Q: You have commercially valuable material here—Buffy vs. Edward can generate renewed interest in Buffy in syndication. Garfield without Garfield rejuvenated Garfield. Hard to get that kind of exposure/interest with ordinary ads. So why not set that as a goal: make more money?

Paley: She wondered about why she was risking jail for increasing the value of old songs? Why don’t copyright owners have to prove lost revenues?

McIntosh: he doesn’t want to negotiate with Fox about the message. Yes, they want more impressions, but they want more impressions that will sell. If the remix made people dislike Buffy, that avenue would be closed, which is why he’s hesitant to move in that direction. If people want to support his work through donations etc. as a community, that’s fantastic; that’s his preferred alternative.

Q from SESAC attorney: He thinks a lot of these works here are at the core of fair use, and there is a fair use best practices for documenary filmmakers that includes music. On one side, there’s a soundtrack of 60 minutes, versus a film that uses small snippets for factual purposes. That’s been helpful. Copyright owners do believe in fair use—from your dealings with them, what can we do better to facilitate fair use?

Kreisinger: On YouTube in particular, if remixers/vidders are using music to supplement comment/critique, YT’s bots pick it up. In her remix, Aretha Franklin’s Respect was playing in the background of material she was remixing, and YouTube took it down. Vidders, a group of predominantly women creating fanworks based on copyrighted music to tell a story/comment on the material, are constantly faced with takedowns. She posted some of her favorite takedown notices. YT is eliminating a whole slew of work based on remix.

SESAC attorney: it is robots interacting with robots, due to volume. We don’t control all the necessary rights, including the synch right. We do work with YT to license use of all of our content regardless of the political message. Blanket licensing will streamline a lot of this. A blanket synch license would be very helpful, but it’s a matter of organizing the publishers to do this.

Matt Shears, Computer & Communications Industry Association: What you may really want is simplicity, not just reform: the ability to navigate the system without lawyers. Would you be less hostile to copyright if you didn’t have to consult a lawyer to scratch your nose?

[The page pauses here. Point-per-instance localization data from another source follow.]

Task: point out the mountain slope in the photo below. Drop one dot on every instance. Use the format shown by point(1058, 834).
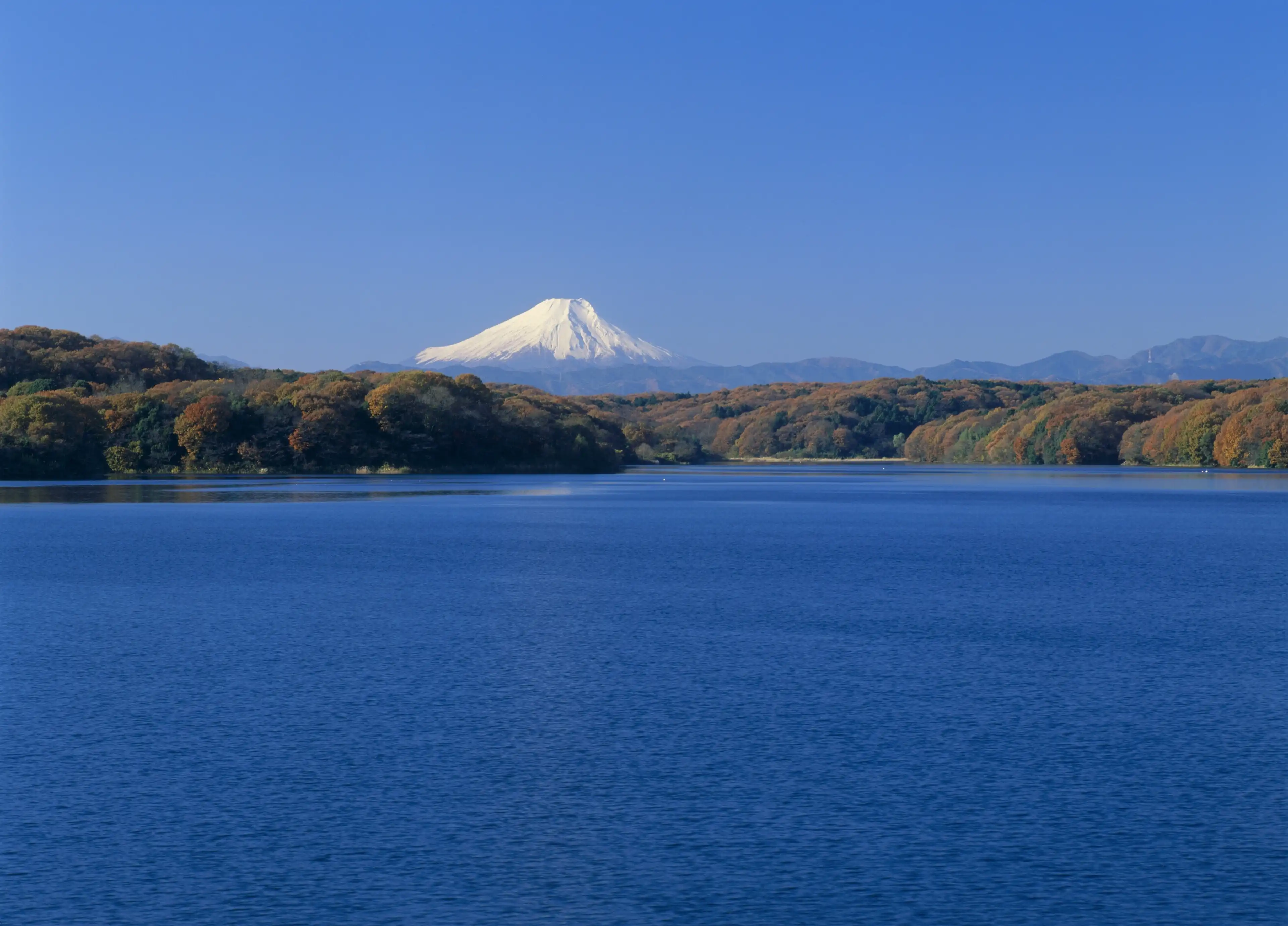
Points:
point(557, 334)
point(1209, 357)
point(1189, 359)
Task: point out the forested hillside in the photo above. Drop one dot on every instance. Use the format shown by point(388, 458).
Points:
point(58, 424)
point(74, 406)
point(1233, 423)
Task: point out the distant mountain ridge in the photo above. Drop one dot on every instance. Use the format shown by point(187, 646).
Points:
point(555, 334)
point(1209, 357)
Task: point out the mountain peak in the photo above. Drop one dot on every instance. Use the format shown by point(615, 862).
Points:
point(553, 334)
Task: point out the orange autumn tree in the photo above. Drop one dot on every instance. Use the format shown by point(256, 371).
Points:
point(200, 422)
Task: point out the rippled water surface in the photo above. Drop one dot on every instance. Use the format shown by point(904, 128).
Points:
point(825, 695)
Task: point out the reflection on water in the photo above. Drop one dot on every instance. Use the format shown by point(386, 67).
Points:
point(245, 490)
point(856, 477)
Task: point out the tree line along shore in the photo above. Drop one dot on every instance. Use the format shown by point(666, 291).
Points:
point(75, 406)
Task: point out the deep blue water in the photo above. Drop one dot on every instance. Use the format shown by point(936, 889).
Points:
point(739, 696)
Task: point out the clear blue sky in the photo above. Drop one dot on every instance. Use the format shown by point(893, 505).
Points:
point(312, 185)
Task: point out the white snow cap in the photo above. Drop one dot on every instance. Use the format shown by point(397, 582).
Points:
point(553, 334)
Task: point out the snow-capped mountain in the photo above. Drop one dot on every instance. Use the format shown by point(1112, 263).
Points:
point(557, 334)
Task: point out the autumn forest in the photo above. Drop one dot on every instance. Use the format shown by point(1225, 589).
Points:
point(75, 406)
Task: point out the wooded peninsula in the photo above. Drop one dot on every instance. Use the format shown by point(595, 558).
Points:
point(78, 406)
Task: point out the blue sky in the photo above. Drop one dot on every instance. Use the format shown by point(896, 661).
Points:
point(315, 185)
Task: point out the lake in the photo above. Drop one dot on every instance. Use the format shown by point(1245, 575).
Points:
point(722, 695)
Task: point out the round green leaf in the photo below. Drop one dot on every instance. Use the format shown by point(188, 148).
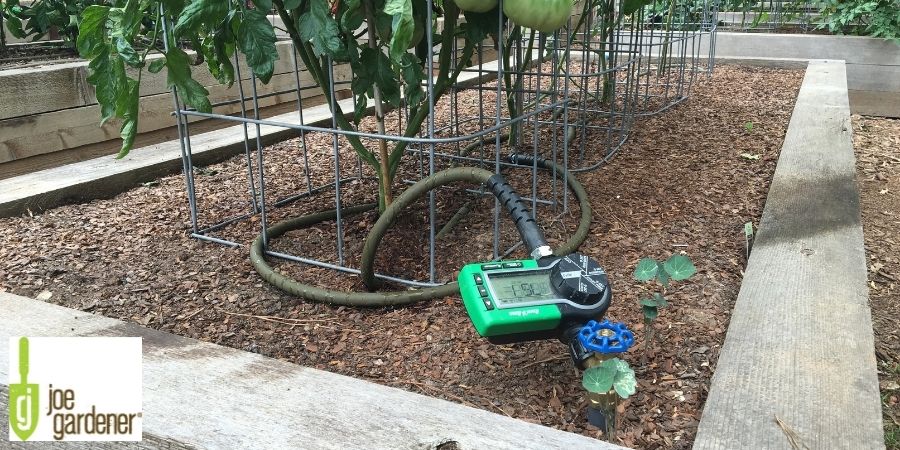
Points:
point(599, 379)
point(646, 269)
point(625, 382)
point(680, 267)
point(650, 312)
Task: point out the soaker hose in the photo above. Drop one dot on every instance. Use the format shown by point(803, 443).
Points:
point(416, 191)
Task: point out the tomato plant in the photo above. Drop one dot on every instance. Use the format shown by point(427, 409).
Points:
point(542, 15)
point(476, 5)
point(390, 69)
point(36, 19)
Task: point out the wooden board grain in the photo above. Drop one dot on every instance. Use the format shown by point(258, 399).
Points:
point(800, 346)
point(38, 134)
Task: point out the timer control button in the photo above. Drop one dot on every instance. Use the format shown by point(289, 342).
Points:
point(580, 279)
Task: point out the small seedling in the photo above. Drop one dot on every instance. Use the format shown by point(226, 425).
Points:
point(748, 238)
point(676, 268)
point(205, 171)
point(613, 373)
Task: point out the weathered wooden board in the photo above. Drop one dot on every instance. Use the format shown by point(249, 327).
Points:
point(63, 86)
point(22, 137)
point(800, 345)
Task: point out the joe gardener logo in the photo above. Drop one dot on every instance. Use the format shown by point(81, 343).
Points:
point(23, 398)
point(75, 389)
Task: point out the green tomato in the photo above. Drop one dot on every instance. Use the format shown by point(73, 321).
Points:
point(542, 15)
point(476, 5)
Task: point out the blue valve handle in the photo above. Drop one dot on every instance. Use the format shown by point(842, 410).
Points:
point(605, 337)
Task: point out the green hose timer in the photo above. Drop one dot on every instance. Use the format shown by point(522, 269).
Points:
point(544, 297)
point(524, 300)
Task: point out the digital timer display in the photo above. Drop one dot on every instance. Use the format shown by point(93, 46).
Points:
point(512, 288)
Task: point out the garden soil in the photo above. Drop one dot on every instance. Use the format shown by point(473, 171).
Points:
point(686, 181)
point(877, 141)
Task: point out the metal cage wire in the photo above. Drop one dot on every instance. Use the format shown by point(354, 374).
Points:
point(569, 97)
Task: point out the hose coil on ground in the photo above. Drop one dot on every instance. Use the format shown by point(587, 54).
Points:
point(383, 224)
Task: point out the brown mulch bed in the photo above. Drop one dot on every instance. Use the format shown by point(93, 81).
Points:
point(679, 184)
point(877, 141)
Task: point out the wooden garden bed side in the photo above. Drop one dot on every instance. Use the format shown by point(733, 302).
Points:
point(38, 134)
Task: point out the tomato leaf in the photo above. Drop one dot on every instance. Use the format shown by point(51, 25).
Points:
point(413, 74)
point(376, 69)
point(319, 28)
point(256, 39)
point(402, 26)
point(629, 7)
point(200, 12)
point(263, 6)
point(157, 65)
point(179, 76)
point(129, 103)
point(680, 267)
point(108, 78)
point(92, 35)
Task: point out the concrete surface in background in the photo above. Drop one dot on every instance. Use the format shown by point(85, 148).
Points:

Paley: she’s opposed to the idea of owning culture, which leads to fundamentalism and monopolies. Broadcasters won’t allow you to air a film on TV without notes from a lawyer on every single clip.

McIntosh: Slightly different approach. He believes copyright can be useful in protecting the rights of already culturally marginalized people—someone makes progressive speech and someone else uses it for racist or hateful purposes. (I don’t think this works—I’ve seen plenty of progressive copying/critiques of individuals who represent a certain conservative viewpoint but are not major Fox commentators; by this logic, they’d also be protected because they don’t have, as individuals, much power.)

Paley: She’s heard that argument over Sita—what if people use it for Nazi porn? She thinks hate speech won’t get that far, and if it does she’s not the one to stop it. People are not horrible; they are sane.

McIntosh: He’s interested in protecting the marginalized, though possibly not through copyright.

1 comment:

Anonymous said...

Thanks for this -- it sounds fascinating!